道路交通法第55条第2項では、運転者の視野やハンドルなどの操作を妨げたり、後写鏡の効用を失わせたりするような乗車・積載方法で運転してはならないと規定されています。

「犬用シートベルトを付けないこと自体」を全国一律に直接義務づける規定ではありませんが、犬を膝に乗せる、運転席と助手席を自由に行き来させるなど、運転操作や視界を妨げる状態は問題になります。Hondaの犬向け安全情報でも、車内で自由にさせる危険性と同条への抵触が説明されています。

助手席より後部座席を基本にする

助手席は犬が運転者へ近づきやすく、エアバッグが展開する位置でもあります。車両メーカーと安全用品の指示を確認しつつ、基本は後部座席に犬のスペースを作り、確実に固定するほうが管理しやすくなります。

車用テザーを首輪へ直結しない

急ブレーキ時にテザーから力が加わると、首輪では首へ負担が集中します。車内拘束はメーカー指定のハーネスを使い、胸部など広い面で力を受けられる構造を優先します。

犬の車用グッズを選ぶ6つのポイント

1.「クラッシュテスト済み」の中身を確認する

犬の車載用品には、人用チャイルドシートのような統一されたペット専用法定規格がありません。EZYDOGも、既存の車両・チャイルドシート関連基準を参考に試験していると説明しています。

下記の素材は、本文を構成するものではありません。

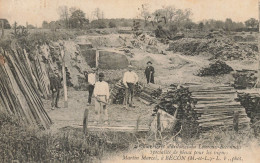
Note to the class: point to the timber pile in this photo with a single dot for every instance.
(251, 102)
(19, 93)
(221, 48)
(217, 68)
(118, 93)
(145, 94)
(245, 79)
(180, 100)
(150, 95)
(217, 106)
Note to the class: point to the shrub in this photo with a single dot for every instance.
(112, 25)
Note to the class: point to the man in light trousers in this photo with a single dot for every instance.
(101, 94)
(130, 79)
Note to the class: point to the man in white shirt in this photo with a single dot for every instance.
(91, 81)
(101, 94)
(130, 79)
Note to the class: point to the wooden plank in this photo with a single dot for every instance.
(117, 128)
(212, 92)
(224, 101)
(218, 118)
(228, 122)
(227, 104)
(218, 110)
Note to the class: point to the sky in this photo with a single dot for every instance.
(35, 11)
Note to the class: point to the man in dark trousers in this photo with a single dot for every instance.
(149, 73)
(55, 86)
(91, 81)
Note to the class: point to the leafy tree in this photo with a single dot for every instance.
(64, 15)
(98, 14)
(201, 26)
(228, 24)
(112, 24)
(145, 14)
(189, 25)
(6, 24)
(98, 24)
(45, 24)
(251, 23)
(77, 19)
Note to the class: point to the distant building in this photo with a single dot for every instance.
(6, 24)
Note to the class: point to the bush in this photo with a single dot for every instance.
(173, 28)
(112, 25)
(98, 24)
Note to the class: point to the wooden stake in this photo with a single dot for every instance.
(258, 74)
(85, 122)
(2, 28)
(64, 78)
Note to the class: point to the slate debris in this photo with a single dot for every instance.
(217, 68)
(245, 79)
(251, 102)
(180, 98)
(220, 48)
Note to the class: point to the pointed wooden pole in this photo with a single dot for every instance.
(257, 85)
(64, 78)
(3, 28)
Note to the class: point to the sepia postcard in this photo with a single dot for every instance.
(129, 81)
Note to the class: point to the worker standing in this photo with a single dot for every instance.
(55, 86)
(101, 94)
(130, 79)
(91, 81)
(149, 73)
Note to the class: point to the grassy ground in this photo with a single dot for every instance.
(65, 141)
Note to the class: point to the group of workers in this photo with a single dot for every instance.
(100, 89)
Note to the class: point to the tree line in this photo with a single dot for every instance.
(168, 16)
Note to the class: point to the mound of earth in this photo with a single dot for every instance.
(224, 48)
(216, 68)
(178, 62)
(112, 60)
(142, 63)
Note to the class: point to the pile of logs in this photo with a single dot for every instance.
(180, 100)
(19, 93)
(146, 94)
(251, 102)
(217, 68)
(150, 95)
(217, 106)
(245, 79)
(118, 93)
(201, 108)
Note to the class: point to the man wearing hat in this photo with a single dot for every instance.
(55, 85)
(149, 73)
(130, 79)
(101, 94)
(91, 81)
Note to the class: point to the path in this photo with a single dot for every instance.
(118, 116)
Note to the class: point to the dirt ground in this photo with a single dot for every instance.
(170, 68)
(77, 103)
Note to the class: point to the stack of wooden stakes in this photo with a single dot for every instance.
(19, 93)
(150, 94)
(216, 106)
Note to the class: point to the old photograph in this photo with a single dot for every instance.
(129, 81)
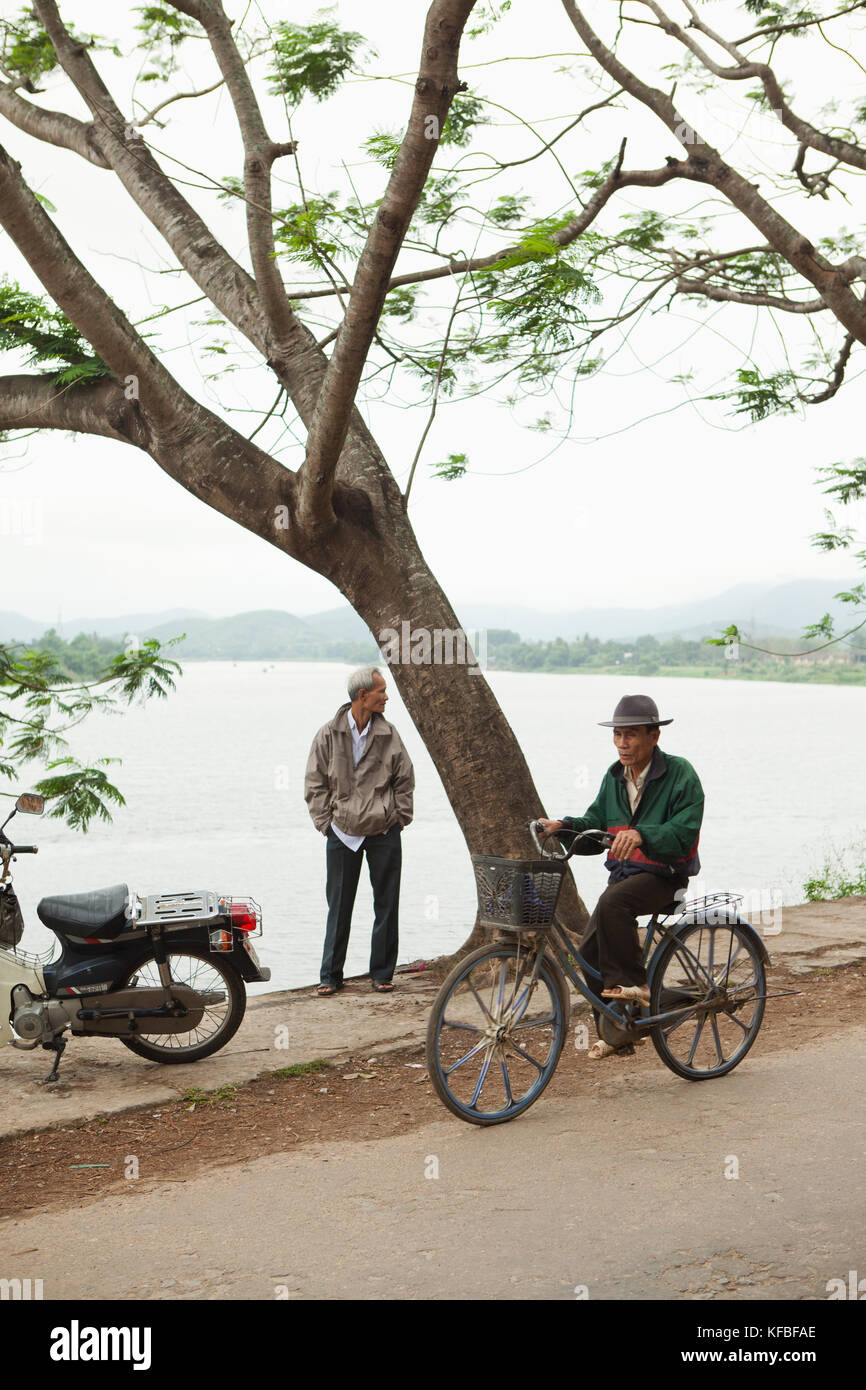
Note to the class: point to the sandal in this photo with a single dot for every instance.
(640, 993)
(601, 1050)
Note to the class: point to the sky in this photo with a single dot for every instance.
(642, 499)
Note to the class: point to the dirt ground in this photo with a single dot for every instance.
(363, 1098)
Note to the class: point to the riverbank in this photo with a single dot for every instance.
(293, 1027)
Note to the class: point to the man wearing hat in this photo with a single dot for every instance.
(652, 804)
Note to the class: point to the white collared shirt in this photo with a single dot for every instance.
(359, 744)
(634, 786)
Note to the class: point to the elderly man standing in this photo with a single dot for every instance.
(359, 787)
(652, 804)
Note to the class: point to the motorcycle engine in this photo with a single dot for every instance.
(36, 1018)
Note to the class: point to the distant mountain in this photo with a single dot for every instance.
(267, 634)
(339, 634)
(14, 627)
(761, 609)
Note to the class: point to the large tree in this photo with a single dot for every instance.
(533, 291)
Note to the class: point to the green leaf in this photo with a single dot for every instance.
(382, 146)
(79, 794)
(313, 59)
(464, 114)
(452, 467)
(761, 396)
(43, 334)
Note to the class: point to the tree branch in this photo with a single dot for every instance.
(706, 164)
(196, 448)
(36, 402)
(802, 24)
(843, 150)
(53, 127)
(259, 154)
(741, 296)
(435, 88)
(838, 375)
(205, 260)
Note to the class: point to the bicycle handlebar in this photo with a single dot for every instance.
(598, 837)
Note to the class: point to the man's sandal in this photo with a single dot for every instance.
(638, 993)
(601, 1050)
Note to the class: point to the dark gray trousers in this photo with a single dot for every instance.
(610, 941)
(384, 861)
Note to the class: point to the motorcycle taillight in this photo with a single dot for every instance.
(243, 915)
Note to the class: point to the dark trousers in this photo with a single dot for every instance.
(610, 941)
(384, 859)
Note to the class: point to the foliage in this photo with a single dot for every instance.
(452, 467)
(163, 31)
(41, 701)
(838, 877)
(46, 337)
(313, 59)
(27, 52)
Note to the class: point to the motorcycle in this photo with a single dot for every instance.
(164, 973)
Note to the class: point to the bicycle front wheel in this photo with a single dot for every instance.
(712, 982)
(495, 1034)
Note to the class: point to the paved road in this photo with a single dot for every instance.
(516, 1211)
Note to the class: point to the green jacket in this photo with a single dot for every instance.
(667, 816)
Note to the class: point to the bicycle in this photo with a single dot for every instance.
(498, 1025)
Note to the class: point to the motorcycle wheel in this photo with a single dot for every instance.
(206, 973)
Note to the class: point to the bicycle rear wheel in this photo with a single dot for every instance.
(494, 1034)
(715, 973)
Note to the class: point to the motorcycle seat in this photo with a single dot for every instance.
(99, 913)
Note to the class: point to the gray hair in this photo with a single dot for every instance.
(362, 680)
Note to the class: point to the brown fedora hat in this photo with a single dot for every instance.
(634, 709)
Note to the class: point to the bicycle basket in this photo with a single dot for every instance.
(517, 893)
(11, 922)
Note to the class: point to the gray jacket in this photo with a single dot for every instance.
(366, 799)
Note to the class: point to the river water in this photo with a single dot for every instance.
(213, 779)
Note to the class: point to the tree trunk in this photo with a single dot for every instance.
(382, 573)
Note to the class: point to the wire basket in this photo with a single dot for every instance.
(516, 894)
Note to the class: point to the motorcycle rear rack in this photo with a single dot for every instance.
(177, 909)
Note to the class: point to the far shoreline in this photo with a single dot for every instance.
(811, 676)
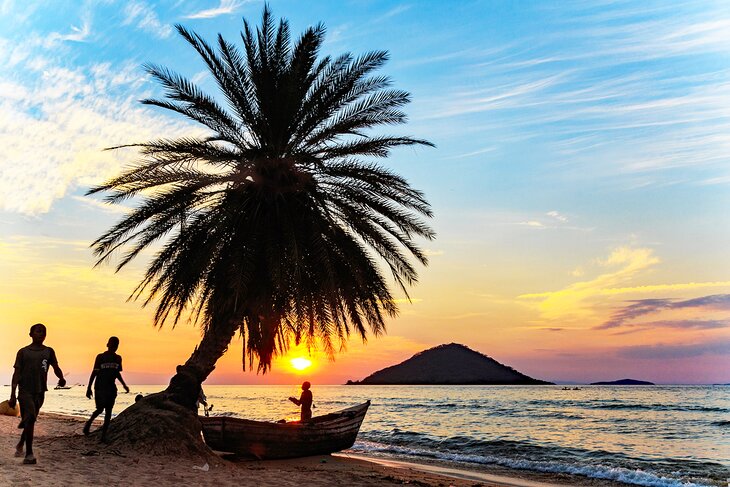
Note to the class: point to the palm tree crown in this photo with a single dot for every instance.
(278, 221)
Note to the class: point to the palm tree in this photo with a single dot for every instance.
(277, 224)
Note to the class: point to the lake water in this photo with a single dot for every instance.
(651, 436)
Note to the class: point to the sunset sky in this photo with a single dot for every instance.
(580, 180)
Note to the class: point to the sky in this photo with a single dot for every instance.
(580, 180)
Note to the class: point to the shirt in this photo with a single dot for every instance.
(107, 366)
(32, 363)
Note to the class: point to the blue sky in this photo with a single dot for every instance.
(581, 164)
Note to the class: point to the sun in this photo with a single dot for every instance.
(300, 363)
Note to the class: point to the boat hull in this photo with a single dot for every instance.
(322, 435)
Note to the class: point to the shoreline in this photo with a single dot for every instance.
(85, 461)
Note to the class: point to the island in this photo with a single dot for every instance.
(450, 364)
(624, 382)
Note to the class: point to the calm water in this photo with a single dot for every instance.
(652, 436)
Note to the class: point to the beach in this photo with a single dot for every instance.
(66, 457)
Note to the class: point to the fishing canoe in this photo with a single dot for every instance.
(263, 440)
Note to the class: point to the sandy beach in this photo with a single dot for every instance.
(66, 457)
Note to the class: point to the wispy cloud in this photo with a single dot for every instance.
(582, 300)
(54, 129)
(101, 205)
(693, 324)
(650, 306)
(577, 299)
(144, 17)
(77, 34)
(675, 351)
(644, 101)
(225, 7)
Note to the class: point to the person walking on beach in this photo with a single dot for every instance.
(30, 377)
(305, 401)
(107, 370)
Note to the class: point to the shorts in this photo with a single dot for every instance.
(105, 398)
(30, 406)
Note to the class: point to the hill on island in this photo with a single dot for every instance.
(624, 382)
(451, 364)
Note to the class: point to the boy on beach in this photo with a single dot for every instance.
(30, 377)
(107, 370)
(305, 401)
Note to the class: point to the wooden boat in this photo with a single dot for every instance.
(323, 434)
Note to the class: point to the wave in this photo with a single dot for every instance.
(557, 464)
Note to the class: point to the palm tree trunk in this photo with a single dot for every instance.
(185, 385)
(212, 347)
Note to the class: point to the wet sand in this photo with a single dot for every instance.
(85, 461)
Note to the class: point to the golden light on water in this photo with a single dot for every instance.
(300, 363)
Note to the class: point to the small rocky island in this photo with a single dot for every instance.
(624, 382)
(451, 364)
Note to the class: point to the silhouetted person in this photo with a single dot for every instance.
(305, 401)
(107, 370)
(31, 377)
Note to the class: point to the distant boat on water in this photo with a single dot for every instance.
(624, 382)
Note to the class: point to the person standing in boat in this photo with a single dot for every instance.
(30, 377)
(107, 370)
(305, 401)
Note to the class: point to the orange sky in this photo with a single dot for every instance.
(579, 180)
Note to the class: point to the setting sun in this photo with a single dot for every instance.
(300, 363)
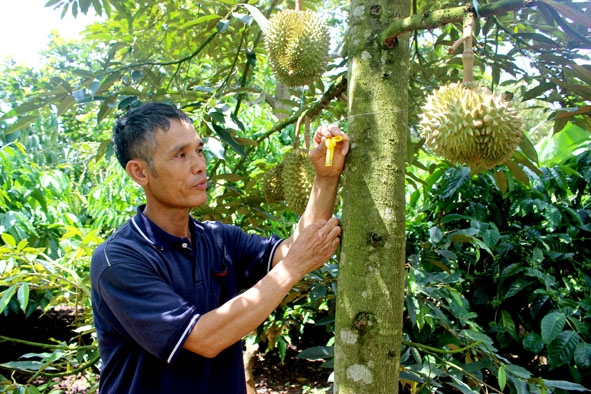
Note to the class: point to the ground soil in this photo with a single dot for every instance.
(272, 375)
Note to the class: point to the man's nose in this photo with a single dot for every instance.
(198, 163)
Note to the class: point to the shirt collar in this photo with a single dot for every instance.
(157, 236)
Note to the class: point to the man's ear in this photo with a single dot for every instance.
(138, 171)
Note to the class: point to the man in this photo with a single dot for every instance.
(167, 295)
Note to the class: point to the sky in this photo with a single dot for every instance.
(25, 26)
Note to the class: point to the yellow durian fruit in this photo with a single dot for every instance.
(468, 124)
(297, 43)
(297, 178)
(272, 184)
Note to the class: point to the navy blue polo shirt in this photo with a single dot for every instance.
(149, 289)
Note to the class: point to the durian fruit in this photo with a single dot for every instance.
(297, 43)
(468, 124)
(272, 184)
(297, 178)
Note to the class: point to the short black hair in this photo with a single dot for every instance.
(134, 133)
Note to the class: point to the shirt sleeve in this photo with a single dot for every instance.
(145, 307)
(251, 254)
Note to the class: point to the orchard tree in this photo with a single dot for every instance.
(209, 58)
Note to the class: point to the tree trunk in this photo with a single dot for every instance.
(371, 272)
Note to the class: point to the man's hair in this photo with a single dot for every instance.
(134, 135)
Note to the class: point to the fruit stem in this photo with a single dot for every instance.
(468, 54)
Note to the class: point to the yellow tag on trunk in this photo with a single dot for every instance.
(331, 142)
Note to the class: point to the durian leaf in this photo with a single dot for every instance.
(570, 112)
(538, 37)
(551, 326)
(517, 172)
(258, 16)
(570, 13)
(222, 25)
(528, 148)
(538, 91)
(583, 73)
(227, 138)
(520, 158)
(501, 181)
(460, 177)
(21, 123)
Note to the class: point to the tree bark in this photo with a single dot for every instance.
(370, 295)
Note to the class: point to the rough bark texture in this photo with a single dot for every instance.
(371, 272)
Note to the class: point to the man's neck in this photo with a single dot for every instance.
(173, 221)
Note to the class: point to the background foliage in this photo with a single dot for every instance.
(498, 262)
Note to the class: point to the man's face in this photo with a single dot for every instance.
(179, 179)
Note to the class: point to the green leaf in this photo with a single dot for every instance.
(258, 16)
(8, 239)
(564, 385)
(583, 355)
(517, 172)
(562, 349)
(21, 123)
(518, 371)
(227, 138)
(502, 377)
(552, 325)
(506, 321)
(222, 25)
(532, 342)
(197, 21)
(460, 177)
(317, 353)
(528, 148)
(6, 296)
(570, 13)
(22, 296)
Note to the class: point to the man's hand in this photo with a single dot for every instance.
(315, 245)
(318, 154)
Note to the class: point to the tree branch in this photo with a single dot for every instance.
(430, 20)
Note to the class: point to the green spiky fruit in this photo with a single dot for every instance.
(272, 184)
(468, 124)
(297, 179)
(297, 43)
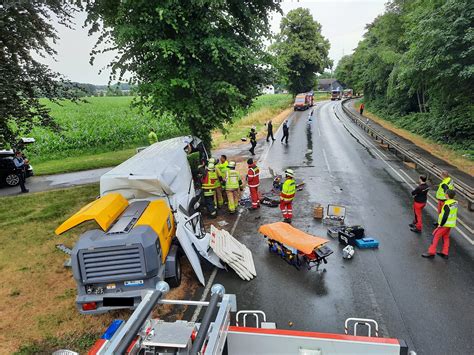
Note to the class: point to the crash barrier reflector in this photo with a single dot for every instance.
(233, 253)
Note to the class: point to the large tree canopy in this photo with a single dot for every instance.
(300, 51)
(415, 66)
(199, 59)
(25, 29)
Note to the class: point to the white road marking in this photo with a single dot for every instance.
(377, 151)
(326, 160)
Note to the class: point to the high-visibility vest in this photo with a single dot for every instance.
(222, 168)
(288, 190)
(213, 175)
(232, 180)
(253, 176)
(208, 184)
(152, 138)
(453, 214)
(440, 195)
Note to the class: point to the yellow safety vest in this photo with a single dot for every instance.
(440, 195)
(233, 180)
(288, 190)
(453, 214)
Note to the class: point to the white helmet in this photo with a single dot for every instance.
(289, 172)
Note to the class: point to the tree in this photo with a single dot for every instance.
(300, 51)
(25, 28)
(200, 60)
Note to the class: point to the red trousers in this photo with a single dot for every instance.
(417, 208)
(286, 208)
(254, 197)
(440, 205)
(438, 233)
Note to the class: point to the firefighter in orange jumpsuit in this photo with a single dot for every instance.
(253, 182)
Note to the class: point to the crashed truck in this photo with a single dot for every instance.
(147, 214)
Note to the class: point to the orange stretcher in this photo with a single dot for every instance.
(295, 246)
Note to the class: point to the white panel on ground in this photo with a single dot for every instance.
(233, 253)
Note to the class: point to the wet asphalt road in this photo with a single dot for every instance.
(428, 303)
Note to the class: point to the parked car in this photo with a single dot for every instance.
(8, 172)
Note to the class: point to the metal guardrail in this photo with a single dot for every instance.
(408, 156)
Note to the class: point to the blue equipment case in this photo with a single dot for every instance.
(367, 243)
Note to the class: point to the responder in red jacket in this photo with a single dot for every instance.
(253, 182)
(446, 221)
(287, 195)
(420, 196)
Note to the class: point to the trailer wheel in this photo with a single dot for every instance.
(175, 280)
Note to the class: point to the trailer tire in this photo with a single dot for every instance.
(175, 280)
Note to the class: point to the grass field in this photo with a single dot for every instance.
(37, 293)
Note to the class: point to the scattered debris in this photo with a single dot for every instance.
(294, 246)
(333, 232)
(318, 211)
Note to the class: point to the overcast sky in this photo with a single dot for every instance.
(343, 23)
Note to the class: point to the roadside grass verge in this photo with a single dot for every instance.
(440, 151)
(86, 161)
(265, 108)
(37, 294)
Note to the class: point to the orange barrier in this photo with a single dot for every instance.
(291, 236)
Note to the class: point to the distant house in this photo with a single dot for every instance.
(269, 89)
(328, 85)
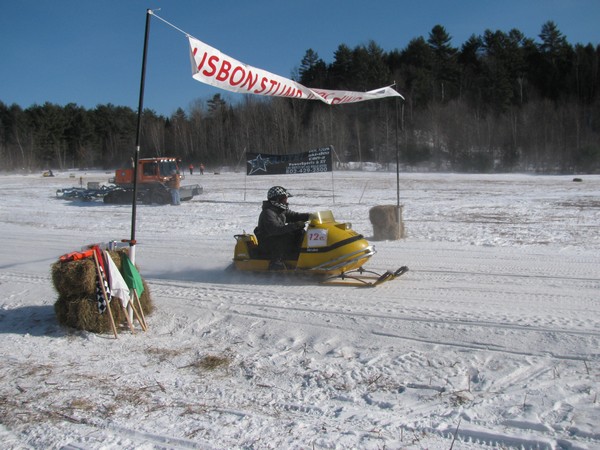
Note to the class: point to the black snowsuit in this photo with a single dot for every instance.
(280, 231)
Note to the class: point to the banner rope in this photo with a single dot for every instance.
(170, 24)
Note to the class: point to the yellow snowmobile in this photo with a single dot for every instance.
(330, 249)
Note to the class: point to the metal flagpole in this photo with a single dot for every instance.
(137, 139)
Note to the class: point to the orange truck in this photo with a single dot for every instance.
(154, 178)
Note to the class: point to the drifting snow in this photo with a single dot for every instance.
(491, 339)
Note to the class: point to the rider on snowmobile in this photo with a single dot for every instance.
(280, 230)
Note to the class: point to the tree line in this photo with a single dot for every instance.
(499, 102)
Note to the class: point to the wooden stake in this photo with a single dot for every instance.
(106, 299)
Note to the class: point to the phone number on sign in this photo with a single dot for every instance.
(306, 169)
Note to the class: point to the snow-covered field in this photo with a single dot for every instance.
(492, 339)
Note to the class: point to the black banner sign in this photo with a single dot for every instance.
(312, 161)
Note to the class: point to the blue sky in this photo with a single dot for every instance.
(90, 52)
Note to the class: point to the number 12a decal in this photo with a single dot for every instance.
(317, 238)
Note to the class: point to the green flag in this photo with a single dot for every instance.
(131, 275)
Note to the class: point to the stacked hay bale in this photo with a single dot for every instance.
(387, 222)
(77, 305)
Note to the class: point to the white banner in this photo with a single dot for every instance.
(210, 66)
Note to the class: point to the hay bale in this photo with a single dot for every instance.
(77, 307)
(74, 278)
(387, 222)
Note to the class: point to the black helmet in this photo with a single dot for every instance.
(276, 192)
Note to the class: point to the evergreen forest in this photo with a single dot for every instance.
(500, 102)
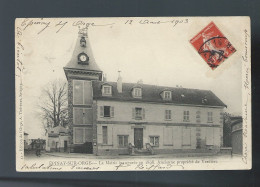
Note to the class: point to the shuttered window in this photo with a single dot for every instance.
(154, 141)
(186, 116)
(186, 136)
(82, 92)
(83, 134)
(104, 134)
(167, 136)
(138, 113)
(209, 136)
(78, 135)
(82, 116)
(168, 115)
(122, 140)
(106, 111)
(210, 117)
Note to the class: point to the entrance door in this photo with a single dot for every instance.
(138, 138)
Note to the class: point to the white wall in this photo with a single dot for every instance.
(155, 130)
(156, 112)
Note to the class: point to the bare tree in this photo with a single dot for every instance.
(53, 105)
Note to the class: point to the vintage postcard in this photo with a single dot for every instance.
(133, 94)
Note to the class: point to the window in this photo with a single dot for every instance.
(198, 116)
(138, 113)
(106, 91)
(167, 95)
(104, 133)
(186, 116)
(186, 136)
(168, 114)
(154, 141)
(106, 111)
(137, 92)
(123, 140)
(82, 92)
(210, 117)
(82, 116)
(82, 135)
(209, 136)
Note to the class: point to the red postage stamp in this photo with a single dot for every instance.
(212, 45)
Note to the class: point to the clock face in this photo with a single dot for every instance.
(83, 57)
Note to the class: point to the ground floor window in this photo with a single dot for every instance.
(82, 135)
(104, 133)
(154, 141)
(186, 136)
(122, 140)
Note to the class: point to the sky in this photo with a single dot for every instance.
(158, 54)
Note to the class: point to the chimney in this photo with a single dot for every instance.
(119, 83)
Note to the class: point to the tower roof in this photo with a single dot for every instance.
(80, 49)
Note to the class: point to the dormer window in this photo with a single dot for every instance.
(106, 90)
(167, 95)
(137, 92)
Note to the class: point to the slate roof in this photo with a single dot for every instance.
(152, 93)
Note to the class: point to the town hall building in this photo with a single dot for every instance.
(107, 118)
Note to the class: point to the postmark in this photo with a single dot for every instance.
(212, 45)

比較するときは、①試験主体、②試験速度、③対象体重、④合格基準、⑤結果や動画の公開まで確認できると安心です。Center for Pet Safetyのような独立機関による認証と、メーカー独自試験は分けて見ます。

2.体重だけでなく胸囲・体型を見る

同じ10kgでも柴犬とミニチュアダックスでは胸の深さや胴の長さが違います。ハーネスは体重表だけで決めず、首回り下・胸囲などメーカー指定箇所を実測します。

3.車側の固定方法を確認する

一般的なシートベルトへ通すタイプ、ISOFIXへつなぐタイプ、キャリー本体を座席ベルトで固定するタイプなどがあります。自宅の車の座席形状・ISOFIX位置を確認してください。

4.飛び出し防止ベルトは長さを適切に

短すぎると自然な姿勢が取れず、長すぎると前席へ移動しやすくなります。座る・伏せる姿勢は取れるが運転席へ届かない長さにし、製品説明どおり調整します。

5.夏は「犬がいる位置」の温度を見る

エアコン設定温度と後席の実温度は同じとは限りません。クレート周辺や荷室では日射・風向きで温度差が出るため、温度計は犬が過ごす付近に置きます。

6.キャリーや荷物そのものも固定する

固定されていないハードキャリーや荷物は、急停止・衝突時に犬や人へぶつかる可能性があります。犬だけでなく、キャリー本体・水ボトル・荷物も走行中に動かないようにします。

犬との車移動におすすめの安全グッズ7選

1.EZYDOG DRIVE ハーネス|まず整えたい車用拘束ハーネス

日本で購入しやすく、衝突試験の考え方と基準がメーカーから公開されています。

EZYDOG DRIVEハーネスは、車両のシートベルトをハーネス上部へ通して犬を後部座席へ拘束する車用ハーネスです。胸にはEVAパッドを使い、急な力を前胸の広い範囲で受けやすい構造です。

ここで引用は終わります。